Ao reler a mitologia fundadora com olhos de quem foi apagado dela, “James” provoca uma vertigem moral. E o mais impressionante é que essa vertigem não se dá por meio de frases acusatórias ou discursos inflamados. Ela acontece no detalhe. No modo como James observa. No modo como pensa. No modo como escolhe não dizer. O silêncio que separa um pensamento e outro parece conter mais história do que cem páginas de explicação. E isso incomoda. Porque todo leitor quer ser guiado, mas Everett não guia ninguém. Ele escreve como quem sussurra para dentro da própria cabeça, e quem quiser ouvir que se aproxime — e assuma o risco.
O sucesso de “James” não é fácil de entender se você o observa pela lógica da indústria. Não é um livro feito para viralizar, embora tenha viralizado. Não é um livro feito para agradar, embora tenha sido amado. Talvez porque ele não lida com a ideia de agrado. Lida com necessidade. Com urgência. Com aquele tipo de escrita que só acontece quando já não há mais nada a perder. E isso tem valor. Porque o leitor, mesmo o distraído, mesmo o apressado, reconhece quando algo foi escrito com sangue real. E não há algoritmo que simule isso.
Claro, houve quem dissesse que Everett estava se aproveitando do momento.
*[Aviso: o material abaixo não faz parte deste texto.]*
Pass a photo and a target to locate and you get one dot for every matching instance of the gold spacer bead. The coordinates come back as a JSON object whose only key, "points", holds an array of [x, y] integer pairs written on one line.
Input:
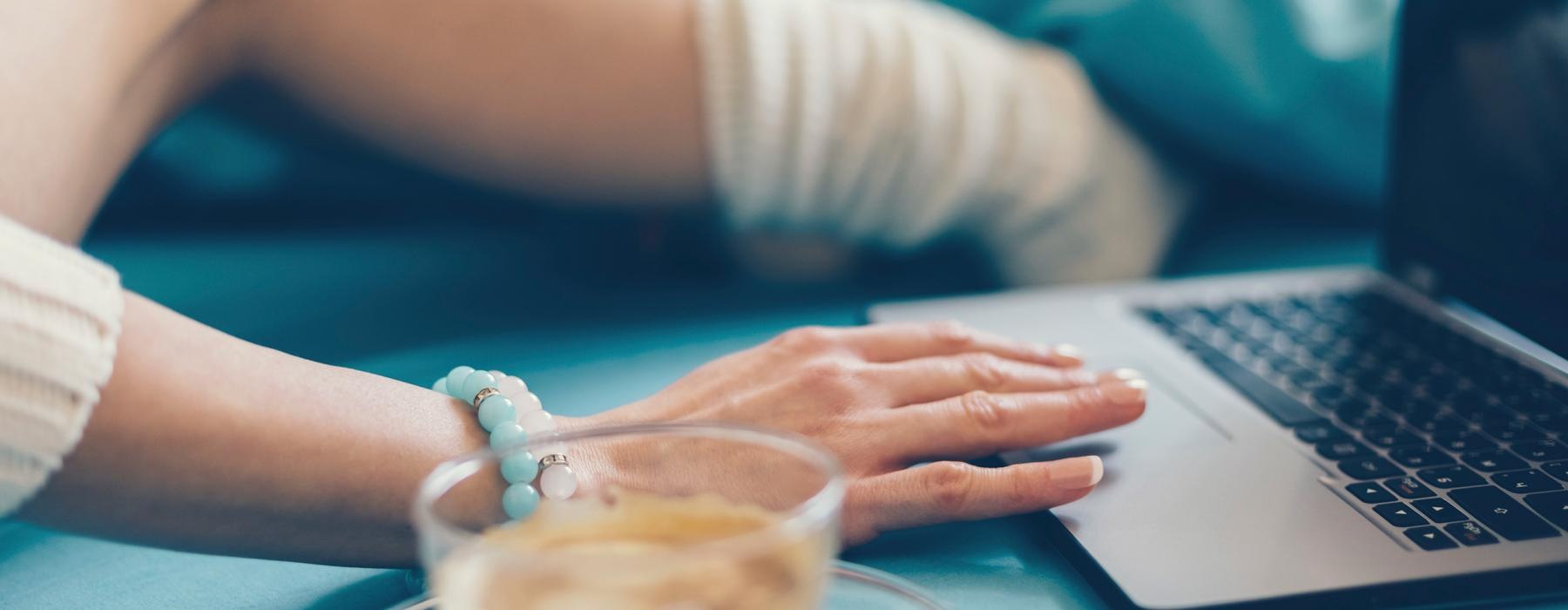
{"points": [[483, 394]]}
Que revisitava um clássico só para causar impacto. Mas esses comentários soam como desespero de quem não sabe onde se esconder quando o espelho é virado. Porque “James” não “subverte” apenas a literatura americana. Ele rasga a ideia de inocência que sustenta toda uma cultura. E isso, sim, é insuportável. Porque não há como ler esse livro e continuar achando que o passado foi um erro elegante. Everett mostra que o passado foi um crime — e que o presente é a continuação dele, com melhores figurinos.
E é estranho como tanta dor pode ser tão bem escrita. Porque sim, há beleza. Não no sentido decorativo, mas no sentido de precisão. A frase é afiada, justa, feita com fúria controlada. E há humor também, aquele tipo de humor que aparece quando já se passou da vergonha, quando só resta rir porque tudo já foi perdido. E há ternura. Mas não aquela ternura cinematográfica. É uma ternura cansada, cínica, uma ternura que sabe que vai morrer, mas insiste mesmo assim.
Houve um tempo em que livros assim passavam despercebidos. Mas algo mudou. Não é que o mundo ficou mais justo, ou que a crítica ficou mais corajosa. É que há certos livros que não podem mais ser ignorados. Não importa o quanto tentem. Eles vazam. Eles escorrem pelas frestas do sistema. “James” é um desses. Um livro que se espalha não porque foi programado para isso, mas porque encontrou o lugar exato onde doía. E tocou ali. E apertou.
O fato de ter ficado no topo das listas por semanas é, no fundo, apenas um detalhe. O verdadeiro impacto de “James” não está nos rankings, mas nas conversas que ele obriga a acontecer. Nas salas de aula, nas rodas de leitura, nas mensagens trocadas de madrugada entre amigos que não sabem o que sentir depois da última página. É um livro que não termina. E talvez nem devesse. Porque há feridas que precisam continuar abertas, só para que a gente não esqueça onde está doendo.
E talvez a única coisa realmente escandalosa sobre “James” seja essa: ele não oferece saída. Não há moral redentora. Não há catarse. Há apenas um homem, um nome, um silêncio que agora tem voz. E quem escuta essa voz com atenção talvez nunca mais consiga ler os clássicos da mesma maneira.